I used to love driving. When I first got my license I couldn’t drive enough. I would drive over sixty miles just to get good photographs for the day. I would drive for no reason other than to listen to music alone and enjoy… whatever it is driving brought to me. This was me until my late twenties.
I cannot point out a specific incident or trauma that changed my views on driving, but I can correlate them with what I see now as the onset of my OCD. The relationships here are murky, but I believe most of it involves trust. As I grew older, got into running businesses, and began having to think about a large variety of people of all types1—distrust in people began to set in. I started being screwed over by people. I don’t believe I developed an overarching anger toward society, I just grew up. And with growing up as an intelligent and sensitive person, one realizes most people are by far not there to help you. Maybe not to hurt you, but most often not to be trusted.
That lack of trust started to become an obsession. I wanted to trust people, I wanted people to like me for a variety of now adult reasons. But the key element here is I knew not to trust the average person.
In comes my love of driving. You know the cliché: driving involves moving a massive box of metal at rather high speeds that could easily kill or maim. With OCD comes invasive thoughts—often worst-case scenarios in detail, relative to the events at hand, and involving extrapolating and eventuality and knowing it is going to happen. One can see where driving is a bit tough under these conditions. I could not shake the idea of the possibility of getting into an accident.

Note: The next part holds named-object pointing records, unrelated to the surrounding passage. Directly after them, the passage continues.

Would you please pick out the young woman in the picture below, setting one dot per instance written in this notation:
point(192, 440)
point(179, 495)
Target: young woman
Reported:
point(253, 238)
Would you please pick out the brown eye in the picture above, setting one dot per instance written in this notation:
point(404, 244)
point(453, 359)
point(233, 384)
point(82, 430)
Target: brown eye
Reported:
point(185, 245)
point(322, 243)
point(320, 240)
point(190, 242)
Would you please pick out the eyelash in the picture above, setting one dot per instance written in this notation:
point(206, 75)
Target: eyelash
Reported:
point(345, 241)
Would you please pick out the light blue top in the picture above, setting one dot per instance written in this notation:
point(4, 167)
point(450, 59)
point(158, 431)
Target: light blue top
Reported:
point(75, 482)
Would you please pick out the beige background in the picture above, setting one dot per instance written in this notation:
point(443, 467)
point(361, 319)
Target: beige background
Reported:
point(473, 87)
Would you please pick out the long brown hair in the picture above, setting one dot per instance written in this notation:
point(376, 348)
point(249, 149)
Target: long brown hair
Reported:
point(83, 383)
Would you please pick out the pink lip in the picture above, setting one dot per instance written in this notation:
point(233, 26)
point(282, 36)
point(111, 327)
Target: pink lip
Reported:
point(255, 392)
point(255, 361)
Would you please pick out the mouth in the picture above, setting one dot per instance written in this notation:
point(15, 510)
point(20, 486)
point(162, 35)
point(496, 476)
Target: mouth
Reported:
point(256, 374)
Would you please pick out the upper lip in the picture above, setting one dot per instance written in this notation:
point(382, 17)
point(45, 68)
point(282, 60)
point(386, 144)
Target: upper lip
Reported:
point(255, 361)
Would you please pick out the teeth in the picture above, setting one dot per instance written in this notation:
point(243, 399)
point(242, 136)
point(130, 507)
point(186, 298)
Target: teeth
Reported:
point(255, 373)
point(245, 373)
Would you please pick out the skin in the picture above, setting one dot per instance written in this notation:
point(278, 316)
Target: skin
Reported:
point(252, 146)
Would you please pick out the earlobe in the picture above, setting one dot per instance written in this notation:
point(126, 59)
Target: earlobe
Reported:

To tell you the truth, my “every eventuality and then the worst” thinking didn’t often involve the horrors of death, dismemberment or anything that gory that could come from a car accident. My obsessions were actually a tad more realistic2. My fears were all of the things that come from being in an accident with no injuries: having to wait for the police, being questioned by the police, the money involved, and then going deep into the hole of worst-case thinking and imagining being sued, losing, and losing everything I own.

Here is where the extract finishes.